Maximum Likelihood = Least Squares

With the data now random, we can ask which model makes the observations most probable — the maximum-likelihood estimate. For Gaussian noise e \sim N(0, C_D), the likelihood of the data given a model is

p(d \mid m) \propto \exp\!\Big(-\tfrac12 (d - Gm)^{\mathsf T} C_D^{-1} (d - Gm)\Big).

Maximising this is minimising the exponent. So maximum likelihood is weighted least squares:

\hat m_{\text{MLE}} = \arg\min_m\, (d - Gm)^{\mathsf T} C_D^{-1} (d - Gm).

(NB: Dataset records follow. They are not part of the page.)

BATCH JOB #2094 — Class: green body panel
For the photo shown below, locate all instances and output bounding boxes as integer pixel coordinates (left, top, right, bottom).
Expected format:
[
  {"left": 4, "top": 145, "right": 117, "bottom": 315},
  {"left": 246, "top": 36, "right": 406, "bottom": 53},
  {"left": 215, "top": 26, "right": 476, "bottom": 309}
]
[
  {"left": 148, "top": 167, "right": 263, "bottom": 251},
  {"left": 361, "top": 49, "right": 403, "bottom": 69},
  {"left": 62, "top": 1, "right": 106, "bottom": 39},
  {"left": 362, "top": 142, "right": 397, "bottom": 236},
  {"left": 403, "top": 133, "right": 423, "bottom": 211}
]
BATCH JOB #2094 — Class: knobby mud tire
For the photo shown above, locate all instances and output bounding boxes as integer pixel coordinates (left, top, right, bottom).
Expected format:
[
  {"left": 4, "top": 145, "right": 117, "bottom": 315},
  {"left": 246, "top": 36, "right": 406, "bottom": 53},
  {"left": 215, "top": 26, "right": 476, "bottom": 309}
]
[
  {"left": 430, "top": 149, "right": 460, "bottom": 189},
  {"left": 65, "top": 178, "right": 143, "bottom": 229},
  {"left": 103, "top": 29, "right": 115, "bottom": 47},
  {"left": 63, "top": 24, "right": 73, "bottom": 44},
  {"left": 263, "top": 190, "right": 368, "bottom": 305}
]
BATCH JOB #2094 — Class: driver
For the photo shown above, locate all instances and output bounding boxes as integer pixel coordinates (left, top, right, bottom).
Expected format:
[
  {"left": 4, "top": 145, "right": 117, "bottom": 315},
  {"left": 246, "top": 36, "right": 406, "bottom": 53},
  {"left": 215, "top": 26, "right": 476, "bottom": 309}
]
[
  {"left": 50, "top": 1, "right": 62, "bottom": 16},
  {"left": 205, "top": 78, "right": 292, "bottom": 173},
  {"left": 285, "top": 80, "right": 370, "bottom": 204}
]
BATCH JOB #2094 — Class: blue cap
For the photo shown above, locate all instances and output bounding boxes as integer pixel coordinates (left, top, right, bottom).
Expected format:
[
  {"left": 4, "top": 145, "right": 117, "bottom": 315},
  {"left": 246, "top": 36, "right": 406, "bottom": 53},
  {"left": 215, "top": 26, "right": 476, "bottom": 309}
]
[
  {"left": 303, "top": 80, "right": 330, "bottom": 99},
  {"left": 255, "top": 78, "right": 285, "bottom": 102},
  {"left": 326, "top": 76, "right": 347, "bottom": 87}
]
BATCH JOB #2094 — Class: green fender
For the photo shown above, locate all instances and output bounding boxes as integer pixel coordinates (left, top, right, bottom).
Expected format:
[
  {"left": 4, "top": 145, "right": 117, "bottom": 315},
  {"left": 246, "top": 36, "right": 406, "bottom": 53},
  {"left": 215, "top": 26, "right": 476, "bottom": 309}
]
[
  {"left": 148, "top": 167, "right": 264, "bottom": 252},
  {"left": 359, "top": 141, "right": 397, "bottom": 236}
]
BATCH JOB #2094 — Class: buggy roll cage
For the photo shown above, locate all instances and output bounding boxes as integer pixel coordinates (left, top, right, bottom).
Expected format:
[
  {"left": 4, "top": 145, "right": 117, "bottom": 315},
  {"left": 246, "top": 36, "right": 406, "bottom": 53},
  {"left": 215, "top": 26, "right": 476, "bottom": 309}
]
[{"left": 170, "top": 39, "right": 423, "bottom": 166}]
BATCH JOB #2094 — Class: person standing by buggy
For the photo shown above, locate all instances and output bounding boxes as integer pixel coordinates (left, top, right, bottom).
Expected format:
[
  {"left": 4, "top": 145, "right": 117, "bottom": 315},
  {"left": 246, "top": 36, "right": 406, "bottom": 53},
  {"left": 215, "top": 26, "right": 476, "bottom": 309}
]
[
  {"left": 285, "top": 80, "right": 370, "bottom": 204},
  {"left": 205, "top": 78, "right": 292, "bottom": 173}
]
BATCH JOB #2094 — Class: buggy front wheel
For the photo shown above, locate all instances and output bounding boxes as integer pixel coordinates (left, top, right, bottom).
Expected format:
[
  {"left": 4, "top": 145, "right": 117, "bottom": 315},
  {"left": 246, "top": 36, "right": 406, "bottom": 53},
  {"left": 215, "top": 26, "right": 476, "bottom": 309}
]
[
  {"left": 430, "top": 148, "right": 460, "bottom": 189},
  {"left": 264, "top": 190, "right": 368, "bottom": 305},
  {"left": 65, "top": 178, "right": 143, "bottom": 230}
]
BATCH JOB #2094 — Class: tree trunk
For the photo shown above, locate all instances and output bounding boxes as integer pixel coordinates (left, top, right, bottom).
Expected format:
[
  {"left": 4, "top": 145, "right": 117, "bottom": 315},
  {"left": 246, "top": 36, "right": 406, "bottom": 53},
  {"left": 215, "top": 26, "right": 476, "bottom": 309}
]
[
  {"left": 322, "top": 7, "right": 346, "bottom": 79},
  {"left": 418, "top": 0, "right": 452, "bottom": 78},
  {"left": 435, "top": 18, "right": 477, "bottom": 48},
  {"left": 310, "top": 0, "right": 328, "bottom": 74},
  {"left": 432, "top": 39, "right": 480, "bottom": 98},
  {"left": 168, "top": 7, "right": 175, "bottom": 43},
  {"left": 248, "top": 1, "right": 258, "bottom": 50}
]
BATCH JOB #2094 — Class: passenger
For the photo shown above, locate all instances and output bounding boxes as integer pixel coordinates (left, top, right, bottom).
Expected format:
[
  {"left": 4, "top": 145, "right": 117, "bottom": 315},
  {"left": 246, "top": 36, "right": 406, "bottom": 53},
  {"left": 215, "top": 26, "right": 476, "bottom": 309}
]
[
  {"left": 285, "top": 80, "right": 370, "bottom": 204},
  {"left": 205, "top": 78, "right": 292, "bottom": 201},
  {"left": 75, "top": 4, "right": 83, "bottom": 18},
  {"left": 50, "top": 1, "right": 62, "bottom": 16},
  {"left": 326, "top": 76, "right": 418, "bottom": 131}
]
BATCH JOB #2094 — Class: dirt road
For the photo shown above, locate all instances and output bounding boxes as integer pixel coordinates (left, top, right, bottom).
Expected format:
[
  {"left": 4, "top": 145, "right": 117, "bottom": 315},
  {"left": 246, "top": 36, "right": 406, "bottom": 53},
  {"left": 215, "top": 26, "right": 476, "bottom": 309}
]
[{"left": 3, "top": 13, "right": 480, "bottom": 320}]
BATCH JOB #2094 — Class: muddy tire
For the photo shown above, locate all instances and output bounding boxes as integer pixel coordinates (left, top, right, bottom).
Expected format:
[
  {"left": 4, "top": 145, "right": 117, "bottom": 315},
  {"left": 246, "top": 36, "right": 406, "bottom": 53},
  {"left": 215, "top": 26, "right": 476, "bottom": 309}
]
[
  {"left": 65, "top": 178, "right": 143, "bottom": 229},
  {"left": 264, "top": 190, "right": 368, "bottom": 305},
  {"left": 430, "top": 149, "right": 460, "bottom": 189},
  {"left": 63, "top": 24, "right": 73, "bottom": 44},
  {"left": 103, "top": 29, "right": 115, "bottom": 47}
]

The covariance does the weighting

The inverse covariance C_D^{-1} is the natural weighting matrix. A measurement with small variance (trusted) gets a large weight; a noisy one gets little say. When the noise is uniform and uncorrelated, C_D = \sigma^2 I and this collapses to ordinary least squares — the special case we started from. The general estimate is

\hat m_{\text{MLE}} = (G^{\mathsf T} C_D^{-1} G)^{-1} G^{\mathsf T} C_D^{-1} d.

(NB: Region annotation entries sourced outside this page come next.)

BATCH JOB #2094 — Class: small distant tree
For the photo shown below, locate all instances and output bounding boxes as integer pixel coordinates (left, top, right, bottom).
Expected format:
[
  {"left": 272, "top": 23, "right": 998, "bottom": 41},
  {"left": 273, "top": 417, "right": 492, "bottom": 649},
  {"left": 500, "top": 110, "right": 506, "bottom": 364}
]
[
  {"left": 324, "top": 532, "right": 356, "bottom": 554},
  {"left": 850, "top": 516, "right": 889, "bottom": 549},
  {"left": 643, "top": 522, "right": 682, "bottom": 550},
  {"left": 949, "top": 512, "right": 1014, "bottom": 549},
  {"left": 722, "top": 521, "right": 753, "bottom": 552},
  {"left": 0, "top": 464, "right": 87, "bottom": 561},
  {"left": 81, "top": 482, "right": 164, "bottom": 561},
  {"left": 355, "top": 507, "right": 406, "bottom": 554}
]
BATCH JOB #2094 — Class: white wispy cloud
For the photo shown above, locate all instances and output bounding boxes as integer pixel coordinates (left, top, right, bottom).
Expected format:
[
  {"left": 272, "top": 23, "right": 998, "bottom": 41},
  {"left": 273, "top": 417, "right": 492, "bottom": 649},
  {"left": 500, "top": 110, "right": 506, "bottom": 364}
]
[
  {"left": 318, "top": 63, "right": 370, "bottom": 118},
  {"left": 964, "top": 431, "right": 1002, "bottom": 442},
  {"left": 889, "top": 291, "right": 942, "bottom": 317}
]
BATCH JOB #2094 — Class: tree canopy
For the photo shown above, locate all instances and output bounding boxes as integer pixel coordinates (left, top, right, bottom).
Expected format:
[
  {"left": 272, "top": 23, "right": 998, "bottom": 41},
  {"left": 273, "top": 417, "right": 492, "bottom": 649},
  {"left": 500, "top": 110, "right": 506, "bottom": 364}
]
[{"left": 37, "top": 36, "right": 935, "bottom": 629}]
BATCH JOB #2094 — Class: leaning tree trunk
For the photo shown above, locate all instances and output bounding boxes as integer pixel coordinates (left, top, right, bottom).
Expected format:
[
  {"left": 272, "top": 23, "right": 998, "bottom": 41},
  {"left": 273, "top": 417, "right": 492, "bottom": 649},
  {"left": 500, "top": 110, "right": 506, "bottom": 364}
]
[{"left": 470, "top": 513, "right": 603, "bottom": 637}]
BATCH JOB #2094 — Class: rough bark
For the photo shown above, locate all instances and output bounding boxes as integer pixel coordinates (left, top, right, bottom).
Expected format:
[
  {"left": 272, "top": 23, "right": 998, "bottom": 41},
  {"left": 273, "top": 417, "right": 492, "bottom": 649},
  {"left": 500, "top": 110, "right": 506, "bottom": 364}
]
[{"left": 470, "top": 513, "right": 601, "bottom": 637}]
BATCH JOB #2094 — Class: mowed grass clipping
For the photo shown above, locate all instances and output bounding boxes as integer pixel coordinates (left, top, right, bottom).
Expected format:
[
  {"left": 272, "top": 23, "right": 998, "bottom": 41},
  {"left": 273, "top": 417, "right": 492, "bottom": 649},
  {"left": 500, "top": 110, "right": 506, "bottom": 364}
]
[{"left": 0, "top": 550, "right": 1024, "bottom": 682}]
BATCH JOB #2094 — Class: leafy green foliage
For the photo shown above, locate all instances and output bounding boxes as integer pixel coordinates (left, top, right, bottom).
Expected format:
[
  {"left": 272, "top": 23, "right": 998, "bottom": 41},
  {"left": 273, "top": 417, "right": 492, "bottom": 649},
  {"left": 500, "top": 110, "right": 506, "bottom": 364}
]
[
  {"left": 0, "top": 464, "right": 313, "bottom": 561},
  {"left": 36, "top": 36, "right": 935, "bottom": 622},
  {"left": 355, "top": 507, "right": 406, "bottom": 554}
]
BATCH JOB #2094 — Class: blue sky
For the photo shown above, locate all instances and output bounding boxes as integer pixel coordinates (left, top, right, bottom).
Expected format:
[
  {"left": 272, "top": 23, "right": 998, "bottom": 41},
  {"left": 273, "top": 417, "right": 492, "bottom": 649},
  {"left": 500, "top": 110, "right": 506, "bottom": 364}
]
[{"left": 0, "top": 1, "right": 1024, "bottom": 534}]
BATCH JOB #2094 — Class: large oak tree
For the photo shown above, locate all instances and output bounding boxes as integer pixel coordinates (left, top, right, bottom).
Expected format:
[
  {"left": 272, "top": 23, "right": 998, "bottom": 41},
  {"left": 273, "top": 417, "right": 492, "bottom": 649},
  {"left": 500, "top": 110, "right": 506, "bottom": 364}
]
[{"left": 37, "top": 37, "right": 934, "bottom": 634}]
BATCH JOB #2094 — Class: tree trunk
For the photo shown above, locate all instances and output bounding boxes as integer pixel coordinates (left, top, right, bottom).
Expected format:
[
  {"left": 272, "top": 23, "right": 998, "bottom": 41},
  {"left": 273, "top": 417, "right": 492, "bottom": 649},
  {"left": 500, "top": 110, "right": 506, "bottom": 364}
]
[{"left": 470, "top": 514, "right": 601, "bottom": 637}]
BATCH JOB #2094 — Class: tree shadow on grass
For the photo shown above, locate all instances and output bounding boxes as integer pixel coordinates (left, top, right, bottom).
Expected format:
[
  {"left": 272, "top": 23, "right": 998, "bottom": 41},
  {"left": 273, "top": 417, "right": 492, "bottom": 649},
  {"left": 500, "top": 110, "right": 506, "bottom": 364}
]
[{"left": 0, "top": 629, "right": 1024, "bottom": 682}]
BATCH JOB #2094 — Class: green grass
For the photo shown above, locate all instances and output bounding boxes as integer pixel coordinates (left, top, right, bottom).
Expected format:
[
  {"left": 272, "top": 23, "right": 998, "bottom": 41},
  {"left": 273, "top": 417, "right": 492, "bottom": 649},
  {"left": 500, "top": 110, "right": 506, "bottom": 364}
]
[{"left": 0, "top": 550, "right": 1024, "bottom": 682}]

This is the bridge between the deterministic and statistical stories: the least-squares method we used for stability was, all along, the maximum-likelihood estimate under Gaussian noise. It still offers no help with ill-posedness, though — for that we must add a prior, which is the next step.

Gaussian noise ⇒ likelihood \propto \exp(-\tfrac12 (d-Gm)^{\mathsf T}C_D^{-1}(d-Gm)).
MLE = weighted least squares with weight C_D^{-1}; uniform noise C_D = \sigma^2 I gives ordinary least squares.
Estimate: \hat m = (G^{\mathsf T}C_D^{-1}G)^{-1}G^{\mathsf T}C_D^{-1}d.